In 1888, problems arose when the Annual Cattle Show was scheduled earlier than usual. The Cattle Show required Beresford Park and adjoining fields, but Ayr F.C. had a friendly arranged with Aston Villa on a conflicting date. This saw the club move north of the River Ayr to Somerset Park, originally renting it from Walker's Chemical Works, situated just to the north. They also brought their clubhouse and grandstand with them from Beresford Park. Further adjustments to the ground for about a decade saw the club left with a debt of £600 in 1898. Ayr F.C.'s departure from Beresford Park, saw Ayr Parkhouse move in, and eventually developed a rivalry between the two clubs as the team from south of the river grew. A further important event in the club's history took place in 1888, when Ayr took on Canada and won convincingly 4–0 at the new Somerset Park.

Between March and April 1897 Somerset Park was closed as the club changed the orientation of the pitch and to include a tarmacadam cycle track as well as a new grandstand. This was the format the ground would stay until the 1920s when it was changed to its current layout (by Ayr United).
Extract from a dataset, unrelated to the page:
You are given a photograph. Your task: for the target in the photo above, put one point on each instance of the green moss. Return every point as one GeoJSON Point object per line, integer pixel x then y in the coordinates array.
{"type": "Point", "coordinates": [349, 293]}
In 1901 Ayr F.C. won the Ayrshire Cup meaning the trophy would come back to the county town for the first time after defeating Stevenston Thistle 2–1 in a replay at Rugby Park. The club would go on to have further success in this competition, winning it again in 1905, 1906 and 1910, twice beating rivals Ayr Parkhouse in the final (in 1906 and 1910, in 1905 the beat Kilmarnock 1–0 to lift the trophy).

== Grounds ==

- 1879–1884 Springfield Park
- 1884–1888 Beresford Park
- 1888–1910 Somerset Park

== Honours ==
- Scottish County League
  - Champions (1): 1899–1900
- Ayrshire Combination
  - Champions (3): 1894–95, 1895–96, 1896–97
- Ayrshire Cup
  - Winners (4): 1900–01, 1904–05, 1905–06, 1909–10
- Ayr Charity Cup
  - Winners (8): 1884–85, 1885–86, 1886–87, 1890–91, 1892–93, 1900–01, 1901–02, 1904–05
- Kilmarnock Charity Cup
  - Winners (2): 1884–85, 1886–87

== Colours ==

1879–1910, Crimson & gold halved shirts, white shorts, crimson with gold top socks.